Tricks to solve inequalities

Question

I am wondering if there are some tricks to solve inequalities which are not manageable analytically. For example consider the inequality (say we restrict on positive $x$):

$\displaystyle \frac {\text e^{-x^2}}{x^2}<1 $

Let's say I want to find a good lower bound for $x$ which solves this inequality.

But I can not solve it analytically to end up with a statement like: For all $x>...$ the inequality is fulfilled.

Unfortunately I just know the two usual tricks like

• estimate $\frac {\text e^{-x^2}}{x^2}$ against some other function which is manageable. For example I know that $\frac {\text e^{-x^2}}{x^2}<1/x^2$ and $1/x^2<1$ for all $x>1$. So $x>1$ gives me a lower bound for $x$.
• try some value and use the fact that $\frac {\text e^{-x^2}}{x^2}$ is strictly decreasing. So I find that $x=0.8$ solves the inequality which gives me the slightly improved bound: $x>0.8$

Are there some more tricks? Some general treatments how to deal with inequalities where I have a precise expression of $x$ but can not solve it for $x>...$ analytically?

Answer 1

In some cases, tables of function values work just fine. For example, the cumulative distribution function for Gaussian law has no analytical expression, yet its quantiles are important, so people just calculated its values with a sufficient precision ("sufficient" varies form task to task).

In other cases, CAS software can be useful.If you're trying to look at the behaviour of some function (take your problem, for instance), you can easily build a plot in, say, Mathematica, and even get a solution to your problem with a sufficient precision (yet it won't give the exact bound, of course).

Answer 2

Replacing $x$ by $x^2$, you are trying to find out when $e^{-x} - x < 0$. You can use Newton's method to approximate the zeroes of $e^{-x} - x$. Namely, start at $x = 0.9$ or some other value near a zero of $e^{-x} - x$ and iterate Newton's method aka Newton-Raphson as many times as you want. Since the derivative of $e^{-x} - x$ is negative near the zero in question, $e^{-x} - x$ is negative to the right of this zero, and you have a good approximation of the set you are looking for. A similar method can be used for other inequalities lacking an analytic solution.

Answer 3

[ This is not a complete answer, but I think it illustrates a possible technique for this class of problems.]
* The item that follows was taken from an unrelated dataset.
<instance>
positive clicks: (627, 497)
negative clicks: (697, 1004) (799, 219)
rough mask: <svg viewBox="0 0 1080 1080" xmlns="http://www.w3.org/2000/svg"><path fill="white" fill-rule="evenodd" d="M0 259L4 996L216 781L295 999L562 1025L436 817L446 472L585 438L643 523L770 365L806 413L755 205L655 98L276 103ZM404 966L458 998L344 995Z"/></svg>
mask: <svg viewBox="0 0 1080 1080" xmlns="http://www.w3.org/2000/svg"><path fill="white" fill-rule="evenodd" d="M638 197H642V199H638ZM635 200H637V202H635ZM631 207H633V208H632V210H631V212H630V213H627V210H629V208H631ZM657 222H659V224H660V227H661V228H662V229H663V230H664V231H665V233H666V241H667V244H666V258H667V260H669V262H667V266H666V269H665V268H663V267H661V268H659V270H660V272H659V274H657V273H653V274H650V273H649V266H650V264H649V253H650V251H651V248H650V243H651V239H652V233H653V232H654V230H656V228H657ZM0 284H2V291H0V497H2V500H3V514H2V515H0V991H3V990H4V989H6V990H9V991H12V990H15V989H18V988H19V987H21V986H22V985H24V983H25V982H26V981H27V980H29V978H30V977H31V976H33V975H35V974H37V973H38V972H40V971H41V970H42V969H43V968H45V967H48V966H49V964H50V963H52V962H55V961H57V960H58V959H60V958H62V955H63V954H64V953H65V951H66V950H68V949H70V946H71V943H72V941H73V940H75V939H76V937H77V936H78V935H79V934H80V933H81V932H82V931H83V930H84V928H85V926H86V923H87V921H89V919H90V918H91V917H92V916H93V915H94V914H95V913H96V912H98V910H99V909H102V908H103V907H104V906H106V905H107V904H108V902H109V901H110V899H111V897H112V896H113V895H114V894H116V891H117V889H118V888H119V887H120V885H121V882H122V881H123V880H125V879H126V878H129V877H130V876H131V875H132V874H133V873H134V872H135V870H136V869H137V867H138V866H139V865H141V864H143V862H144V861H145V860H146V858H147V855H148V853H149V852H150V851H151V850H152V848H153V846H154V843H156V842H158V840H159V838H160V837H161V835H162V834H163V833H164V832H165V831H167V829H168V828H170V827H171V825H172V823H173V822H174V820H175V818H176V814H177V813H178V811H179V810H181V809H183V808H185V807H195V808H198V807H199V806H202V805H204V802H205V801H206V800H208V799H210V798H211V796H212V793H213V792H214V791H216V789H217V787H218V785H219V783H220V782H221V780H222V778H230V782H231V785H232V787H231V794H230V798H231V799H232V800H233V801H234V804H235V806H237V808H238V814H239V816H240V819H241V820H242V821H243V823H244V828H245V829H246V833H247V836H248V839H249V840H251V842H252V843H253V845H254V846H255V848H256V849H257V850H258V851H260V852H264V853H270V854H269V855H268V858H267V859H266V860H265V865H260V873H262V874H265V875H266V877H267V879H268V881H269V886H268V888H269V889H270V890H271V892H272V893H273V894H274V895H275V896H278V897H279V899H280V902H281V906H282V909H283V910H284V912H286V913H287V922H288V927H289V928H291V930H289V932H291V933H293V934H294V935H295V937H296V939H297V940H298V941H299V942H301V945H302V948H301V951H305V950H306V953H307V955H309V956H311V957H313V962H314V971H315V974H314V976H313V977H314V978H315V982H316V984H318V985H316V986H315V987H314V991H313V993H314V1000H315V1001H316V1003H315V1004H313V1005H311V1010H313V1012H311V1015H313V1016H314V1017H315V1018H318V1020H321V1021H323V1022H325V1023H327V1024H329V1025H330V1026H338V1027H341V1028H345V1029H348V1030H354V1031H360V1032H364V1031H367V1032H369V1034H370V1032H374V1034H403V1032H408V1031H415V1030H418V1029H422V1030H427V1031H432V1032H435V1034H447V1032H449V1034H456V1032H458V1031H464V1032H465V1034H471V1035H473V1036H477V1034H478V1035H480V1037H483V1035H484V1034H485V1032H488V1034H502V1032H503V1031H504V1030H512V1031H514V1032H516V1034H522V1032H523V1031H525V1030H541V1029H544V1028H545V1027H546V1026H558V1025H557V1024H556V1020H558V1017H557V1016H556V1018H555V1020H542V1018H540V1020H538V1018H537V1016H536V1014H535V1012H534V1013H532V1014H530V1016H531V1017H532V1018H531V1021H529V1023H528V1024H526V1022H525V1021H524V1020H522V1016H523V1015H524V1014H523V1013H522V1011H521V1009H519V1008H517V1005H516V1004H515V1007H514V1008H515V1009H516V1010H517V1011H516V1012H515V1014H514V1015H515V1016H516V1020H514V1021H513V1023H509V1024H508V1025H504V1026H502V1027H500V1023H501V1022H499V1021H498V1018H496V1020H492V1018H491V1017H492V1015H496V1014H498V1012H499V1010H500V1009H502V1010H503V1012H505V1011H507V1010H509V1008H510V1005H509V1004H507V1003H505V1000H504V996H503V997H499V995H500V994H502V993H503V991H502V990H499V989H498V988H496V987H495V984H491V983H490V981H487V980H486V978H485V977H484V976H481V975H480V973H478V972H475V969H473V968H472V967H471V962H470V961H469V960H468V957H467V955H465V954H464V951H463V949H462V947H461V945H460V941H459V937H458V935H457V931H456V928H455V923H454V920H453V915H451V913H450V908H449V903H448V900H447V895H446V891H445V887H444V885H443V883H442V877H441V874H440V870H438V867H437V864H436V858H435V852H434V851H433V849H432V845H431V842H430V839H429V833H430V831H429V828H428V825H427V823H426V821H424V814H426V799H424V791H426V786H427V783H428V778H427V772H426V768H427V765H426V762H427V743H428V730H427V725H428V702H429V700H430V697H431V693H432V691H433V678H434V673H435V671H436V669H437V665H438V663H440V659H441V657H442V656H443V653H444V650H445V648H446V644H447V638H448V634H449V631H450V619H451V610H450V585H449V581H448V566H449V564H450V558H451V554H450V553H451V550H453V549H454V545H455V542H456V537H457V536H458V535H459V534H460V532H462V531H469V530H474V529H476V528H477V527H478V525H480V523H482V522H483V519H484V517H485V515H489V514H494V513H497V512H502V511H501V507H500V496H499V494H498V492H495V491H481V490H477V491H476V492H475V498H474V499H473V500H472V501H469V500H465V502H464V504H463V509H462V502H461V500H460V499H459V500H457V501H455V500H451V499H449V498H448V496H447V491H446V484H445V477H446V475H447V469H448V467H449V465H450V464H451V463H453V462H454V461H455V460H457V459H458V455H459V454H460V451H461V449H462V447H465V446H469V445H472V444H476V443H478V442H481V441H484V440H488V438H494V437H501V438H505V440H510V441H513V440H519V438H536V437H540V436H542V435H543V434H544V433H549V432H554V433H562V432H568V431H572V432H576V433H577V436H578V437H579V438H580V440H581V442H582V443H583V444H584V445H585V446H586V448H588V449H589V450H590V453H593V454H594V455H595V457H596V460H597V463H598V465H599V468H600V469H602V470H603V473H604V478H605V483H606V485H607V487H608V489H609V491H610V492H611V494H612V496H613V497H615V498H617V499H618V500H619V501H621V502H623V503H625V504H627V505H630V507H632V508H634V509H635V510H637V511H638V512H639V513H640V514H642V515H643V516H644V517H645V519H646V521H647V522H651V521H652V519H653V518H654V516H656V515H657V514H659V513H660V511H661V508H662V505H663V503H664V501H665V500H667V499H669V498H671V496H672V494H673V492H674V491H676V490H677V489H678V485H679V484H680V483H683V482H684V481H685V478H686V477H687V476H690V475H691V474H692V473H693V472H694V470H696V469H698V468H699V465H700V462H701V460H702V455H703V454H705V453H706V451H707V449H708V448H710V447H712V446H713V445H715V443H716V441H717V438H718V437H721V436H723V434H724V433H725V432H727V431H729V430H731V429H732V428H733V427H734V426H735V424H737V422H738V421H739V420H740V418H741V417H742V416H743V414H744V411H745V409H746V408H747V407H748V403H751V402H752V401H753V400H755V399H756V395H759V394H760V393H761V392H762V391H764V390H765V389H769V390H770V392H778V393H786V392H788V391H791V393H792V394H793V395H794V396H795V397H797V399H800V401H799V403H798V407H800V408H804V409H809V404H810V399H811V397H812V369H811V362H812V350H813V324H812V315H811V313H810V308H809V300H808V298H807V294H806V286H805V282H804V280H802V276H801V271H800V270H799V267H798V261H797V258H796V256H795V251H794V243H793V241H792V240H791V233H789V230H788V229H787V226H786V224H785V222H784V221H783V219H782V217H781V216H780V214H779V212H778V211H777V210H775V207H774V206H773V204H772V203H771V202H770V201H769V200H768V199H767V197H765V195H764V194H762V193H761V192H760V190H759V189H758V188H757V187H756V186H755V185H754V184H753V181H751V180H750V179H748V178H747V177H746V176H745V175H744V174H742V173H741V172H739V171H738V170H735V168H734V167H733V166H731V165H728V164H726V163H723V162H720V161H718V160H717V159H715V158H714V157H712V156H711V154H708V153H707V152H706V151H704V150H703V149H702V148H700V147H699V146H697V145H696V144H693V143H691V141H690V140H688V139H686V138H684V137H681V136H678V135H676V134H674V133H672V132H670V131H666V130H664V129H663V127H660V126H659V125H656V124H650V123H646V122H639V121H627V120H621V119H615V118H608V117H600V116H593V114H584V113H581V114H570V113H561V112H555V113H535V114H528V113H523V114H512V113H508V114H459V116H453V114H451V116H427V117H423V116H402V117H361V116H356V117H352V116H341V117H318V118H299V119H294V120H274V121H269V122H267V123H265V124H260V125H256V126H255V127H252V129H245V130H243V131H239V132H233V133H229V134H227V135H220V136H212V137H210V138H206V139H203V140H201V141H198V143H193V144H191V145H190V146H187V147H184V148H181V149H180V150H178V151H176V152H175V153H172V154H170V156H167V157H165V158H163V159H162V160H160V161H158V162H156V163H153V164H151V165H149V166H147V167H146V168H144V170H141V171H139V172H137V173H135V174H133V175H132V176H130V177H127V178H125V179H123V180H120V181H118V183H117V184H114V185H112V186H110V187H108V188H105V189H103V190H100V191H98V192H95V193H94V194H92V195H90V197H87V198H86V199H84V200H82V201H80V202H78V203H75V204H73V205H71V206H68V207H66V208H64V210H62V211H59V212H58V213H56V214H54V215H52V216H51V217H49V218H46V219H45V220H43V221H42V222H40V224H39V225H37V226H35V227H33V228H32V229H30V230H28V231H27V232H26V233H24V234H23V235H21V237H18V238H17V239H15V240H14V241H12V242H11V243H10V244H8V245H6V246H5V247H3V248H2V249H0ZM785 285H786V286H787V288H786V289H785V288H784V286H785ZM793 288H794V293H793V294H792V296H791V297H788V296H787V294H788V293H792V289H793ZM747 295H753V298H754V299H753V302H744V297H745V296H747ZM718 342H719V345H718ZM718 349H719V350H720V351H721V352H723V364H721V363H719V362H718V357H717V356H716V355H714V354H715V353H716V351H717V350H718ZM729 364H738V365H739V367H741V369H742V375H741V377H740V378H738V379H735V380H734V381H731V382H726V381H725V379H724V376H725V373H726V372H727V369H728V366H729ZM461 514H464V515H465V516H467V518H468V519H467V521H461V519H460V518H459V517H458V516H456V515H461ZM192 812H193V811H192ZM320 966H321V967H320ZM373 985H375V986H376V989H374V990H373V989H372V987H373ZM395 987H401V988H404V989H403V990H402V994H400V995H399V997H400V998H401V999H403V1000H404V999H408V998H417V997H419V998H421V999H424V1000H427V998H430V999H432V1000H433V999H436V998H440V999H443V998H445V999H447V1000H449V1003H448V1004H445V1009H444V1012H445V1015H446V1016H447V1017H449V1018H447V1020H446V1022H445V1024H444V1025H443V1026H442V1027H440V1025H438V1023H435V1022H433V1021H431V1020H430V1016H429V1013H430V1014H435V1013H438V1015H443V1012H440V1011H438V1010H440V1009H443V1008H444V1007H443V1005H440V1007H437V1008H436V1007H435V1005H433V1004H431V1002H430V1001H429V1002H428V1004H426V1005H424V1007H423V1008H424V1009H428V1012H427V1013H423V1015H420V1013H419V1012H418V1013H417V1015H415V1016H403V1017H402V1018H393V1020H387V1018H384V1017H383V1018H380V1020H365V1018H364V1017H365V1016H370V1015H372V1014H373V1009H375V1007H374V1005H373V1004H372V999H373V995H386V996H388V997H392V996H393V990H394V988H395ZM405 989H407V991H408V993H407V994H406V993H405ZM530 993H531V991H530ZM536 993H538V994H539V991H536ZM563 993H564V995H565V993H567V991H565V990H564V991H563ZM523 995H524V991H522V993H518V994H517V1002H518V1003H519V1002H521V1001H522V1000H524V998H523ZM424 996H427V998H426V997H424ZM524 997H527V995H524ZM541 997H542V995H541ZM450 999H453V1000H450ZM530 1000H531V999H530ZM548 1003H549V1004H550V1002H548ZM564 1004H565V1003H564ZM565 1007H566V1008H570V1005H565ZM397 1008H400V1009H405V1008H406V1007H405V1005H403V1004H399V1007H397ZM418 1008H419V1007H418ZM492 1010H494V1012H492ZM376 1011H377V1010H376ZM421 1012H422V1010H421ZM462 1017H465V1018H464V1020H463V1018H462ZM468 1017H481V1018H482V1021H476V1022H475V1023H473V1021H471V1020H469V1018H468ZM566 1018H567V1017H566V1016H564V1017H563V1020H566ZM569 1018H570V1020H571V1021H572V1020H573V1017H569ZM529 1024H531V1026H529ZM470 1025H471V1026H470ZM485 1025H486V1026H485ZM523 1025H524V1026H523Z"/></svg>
You can start by numerically solving the problem to find the point of equality. In this case, using Excel's goal seek, I find $x = 0.753186$

Now, you want to show this result analytically. We can see from the numerical solution that the value we desire is close to $3/4$.

So we can set:

$x= {3\over4}+\alpha$

We then have:

$e^{-x^2}<x^2$

$e^{({3\over4}+\alpha)^2}<{({3\over4}+\alpha)^2}$

You can then expand the power series. You need to try to show that $\alpha$ is small in concert with placing bounds of the higher terms in the expansion.